As we started to speed up, I wondered how I might stop if I wanted to. ‘Où sont les freins? Où sont les freins?’ I shouted. Where are the brakes?

But I soon got the hang of riding. Lean to the left, the horse goes left. Lean to the right, the horse goes right. Pull on the reins, the horse slows down. Push the stirrups like imaginary brakes, the horse stops.

Paul led the way for our little posse, with Florence close behind him, then Bruno, then me, then Anja. We rode down into the valley of the Gesse, reaching the cascade in the river. Wild mint grew on the banks of the pool below the cascade. I caught faint wafts of the fresh smell of mint as the horses trampled it under their hooves. Leaving the clearing by the pool, we climbed the hill up the other side of the valley, where the terrain became rough. I clung on as my horse made little jumps over brambles and fallen tree trunks. The going grew steeper and the horses’ movements became laboured as they puffed and snorted their way up the narrow, stony path. They struggled to keep their footing. Small stones came loose beneath their hooves and skittered down the path.

The ride was exhilarating. At the top of the path we emerged onto an open, grassy upland and sat there on horseback to take in the view. The mellow countryside rolled on and on in all directions, bathed in golden light. Before us, a field of ripening yellow sunflowers sloped down towards Boulogne-sur-Gesse. The town capped a low hill. The tiled rooves of the houses clustered around the high gothic spire of the church. In the distance, the mountains rose up in two stages. First the land rose up towards the dark, flattish ridge of the foothills, the Piémont pyrénéen, then behind the real mountains soared steeply in a second tier. Looming and majestic, the summits were indistinct in the purple-hued afternoon haze. The Pyrenees always seemed remote and inaccessible; the mountains were a distant presence, a place where hardworking farmers didn’t go without time or good reason.

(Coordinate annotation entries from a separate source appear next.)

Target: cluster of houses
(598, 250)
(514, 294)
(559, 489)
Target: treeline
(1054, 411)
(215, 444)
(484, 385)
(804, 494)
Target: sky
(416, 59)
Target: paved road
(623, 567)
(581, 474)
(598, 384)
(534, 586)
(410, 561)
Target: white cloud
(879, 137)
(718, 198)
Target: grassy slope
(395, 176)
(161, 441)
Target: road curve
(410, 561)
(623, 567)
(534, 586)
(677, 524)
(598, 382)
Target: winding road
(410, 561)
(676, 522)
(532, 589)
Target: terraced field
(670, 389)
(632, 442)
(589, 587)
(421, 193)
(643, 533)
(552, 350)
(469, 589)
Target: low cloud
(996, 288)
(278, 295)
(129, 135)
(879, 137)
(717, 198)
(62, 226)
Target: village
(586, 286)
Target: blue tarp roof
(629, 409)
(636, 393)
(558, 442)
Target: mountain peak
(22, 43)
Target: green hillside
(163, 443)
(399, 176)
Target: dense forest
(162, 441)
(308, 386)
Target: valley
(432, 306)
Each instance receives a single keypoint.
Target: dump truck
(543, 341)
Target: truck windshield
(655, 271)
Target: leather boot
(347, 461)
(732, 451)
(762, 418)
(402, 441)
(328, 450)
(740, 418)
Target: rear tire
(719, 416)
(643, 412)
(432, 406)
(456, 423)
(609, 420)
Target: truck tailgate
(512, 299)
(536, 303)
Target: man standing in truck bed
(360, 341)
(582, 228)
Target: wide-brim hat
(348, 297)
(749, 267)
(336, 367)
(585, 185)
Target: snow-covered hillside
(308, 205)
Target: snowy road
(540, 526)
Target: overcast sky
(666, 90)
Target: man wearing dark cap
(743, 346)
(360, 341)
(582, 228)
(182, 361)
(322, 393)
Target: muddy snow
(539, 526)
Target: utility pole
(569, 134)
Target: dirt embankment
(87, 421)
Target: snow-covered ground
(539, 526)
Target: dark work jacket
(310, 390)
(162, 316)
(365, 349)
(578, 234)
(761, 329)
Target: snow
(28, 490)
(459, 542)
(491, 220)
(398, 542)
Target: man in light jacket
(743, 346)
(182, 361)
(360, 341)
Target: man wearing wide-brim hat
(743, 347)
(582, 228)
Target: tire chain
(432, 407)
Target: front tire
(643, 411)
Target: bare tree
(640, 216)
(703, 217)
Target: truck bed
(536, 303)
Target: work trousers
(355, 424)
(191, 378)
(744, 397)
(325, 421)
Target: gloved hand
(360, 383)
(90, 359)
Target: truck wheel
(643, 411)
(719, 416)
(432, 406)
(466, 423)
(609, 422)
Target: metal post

The Pyrenees have an ancient, mystical attraction. Their caves gave shelter from the cold during the Ice Age; their valleys provided good hunting and pasture as the ice retreated. Some of the earliest known art in the world was made in the Grotte de Gargas, a natural cave hidden in the forests covering the foothills. The strange prehistoric paintings, about thirty-five thousand years old, show hands with truncated fingers – some say mutilated, I’d prefer to think just folded – in outline on the cave walls. Gargas is a strange place, unsettling and chilly even in summer. The caves take their name from the giant Gargas who according to local folklore stalked the woods in the area. This mythical giant was the original for the sixteenth-century satirist François Rabelais’s literary giant Gargantua. At least that’s what the locals will tell you.